Building on the wisdom acquired along the way by all three of our subjects, we share some questions to be asking yourself along the way towards your freedom, whatever the age at which you hope to reach that, as well as some tips to keep in mind as you go.

10 Questions to help decide if this is a path for you

1 – What do I want my own life to look like?

2 – What is the meaning of work for me?

3 – Where and how do I want to be spending my time?

4 – How will money help me achieve my goals?

5 – When do I want to be financially independent?

6 – How much money do I need for my own version of independence?

7 – What am I willing to sacrifice?

8 – How am I building my skills and expanding my learning?

9 – How can I maximize my investments?

10 – How will I stay motivated and accountable on my journey towards financial independence?

8 Tips and tricks to help you get there

1 – Start early, wherever possible. Saving even 10% of your salary from your twenties onwards is a massive advantage. Compound interest is your ally.
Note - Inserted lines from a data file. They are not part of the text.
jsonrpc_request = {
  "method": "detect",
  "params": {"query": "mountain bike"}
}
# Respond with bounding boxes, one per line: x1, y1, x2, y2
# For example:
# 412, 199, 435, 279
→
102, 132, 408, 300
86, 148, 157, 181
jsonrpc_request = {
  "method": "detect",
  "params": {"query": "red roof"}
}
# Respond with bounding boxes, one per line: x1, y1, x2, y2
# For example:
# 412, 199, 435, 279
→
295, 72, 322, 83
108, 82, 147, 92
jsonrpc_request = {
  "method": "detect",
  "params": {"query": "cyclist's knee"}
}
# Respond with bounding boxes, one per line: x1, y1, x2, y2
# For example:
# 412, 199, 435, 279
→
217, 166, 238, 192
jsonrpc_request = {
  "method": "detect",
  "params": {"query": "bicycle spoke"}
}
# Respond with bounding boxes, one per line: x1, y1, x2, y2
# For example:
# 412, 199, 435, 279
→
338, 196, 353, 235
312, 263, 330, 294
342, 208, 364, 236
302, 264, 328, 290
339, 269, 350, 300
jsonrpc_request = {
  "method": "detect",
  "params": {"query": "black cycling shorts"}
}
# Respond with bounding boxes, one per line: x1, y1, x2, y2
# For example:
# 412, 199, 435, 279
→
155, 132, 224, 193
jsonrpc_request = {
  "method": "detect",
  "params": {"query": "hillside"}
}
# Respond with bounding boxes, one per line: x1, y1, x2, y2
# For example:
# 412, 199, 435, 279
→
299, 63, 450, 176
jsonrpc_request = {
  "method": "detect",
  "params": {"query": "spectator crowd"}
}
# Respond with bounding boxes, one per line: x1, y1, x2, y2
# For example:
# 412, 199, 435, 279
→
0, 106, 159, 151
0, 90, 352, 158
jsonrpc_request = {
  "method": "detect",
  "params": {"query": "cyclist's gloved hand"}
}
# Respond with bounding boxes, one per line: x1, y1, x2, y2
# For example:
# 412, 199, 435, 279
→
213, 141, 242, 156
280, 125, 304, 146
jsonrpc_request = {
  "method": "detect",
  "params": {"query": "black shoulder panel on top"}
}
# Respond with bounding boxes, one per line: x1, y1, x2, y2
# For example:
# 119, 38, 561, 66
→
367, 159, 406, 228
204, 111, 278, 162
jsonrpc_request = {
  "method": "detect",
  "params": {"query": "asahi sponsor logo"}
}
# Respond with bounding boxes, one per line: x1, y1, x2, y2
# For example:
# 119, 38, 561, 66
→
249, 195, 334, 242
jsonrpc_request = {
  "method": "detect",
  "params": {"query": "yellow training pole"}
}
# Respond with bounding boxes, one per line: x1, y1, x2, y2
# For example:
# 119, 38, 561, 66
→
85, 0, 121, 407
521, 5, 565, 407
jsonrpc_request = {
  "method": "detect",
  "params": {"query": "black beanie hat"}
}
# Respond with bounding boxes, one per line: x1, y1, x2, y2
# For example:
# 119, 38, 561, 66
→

2 – Break your plans down into milestones that are more easily understood and motivating: e.g. aim first to get out of debt (student, credit card, etc.), and then move on to simple savings, before more complex investments.

3 – Determine clearly your “big rocks” and non-negotiable elements: health, relationship, family, adventure, etc…

4 – Wealth is built by having a high savings rate, not primarily investment returns so the question is, how can you achieve a high savings rate?

5 – Do an honest audit of your current lifestyle — you might be surprised by how much or indeed how little you actually spend.

6 – Set goals and review regularly, just like any other enterprise.

7 – Ensure that the criteria for goals and review contain not only numbers and financials but also more intangible measures like happiness.

8 – Remember that there is simple no “one size fits all” for financial independence

*What is the 4% rule?

The 4% rule is a popular retirement withdrawal strategy that suggests retirees can safely withdraw the amount equal to 4 percent of their invested net wealth each year and not run out of money before they die.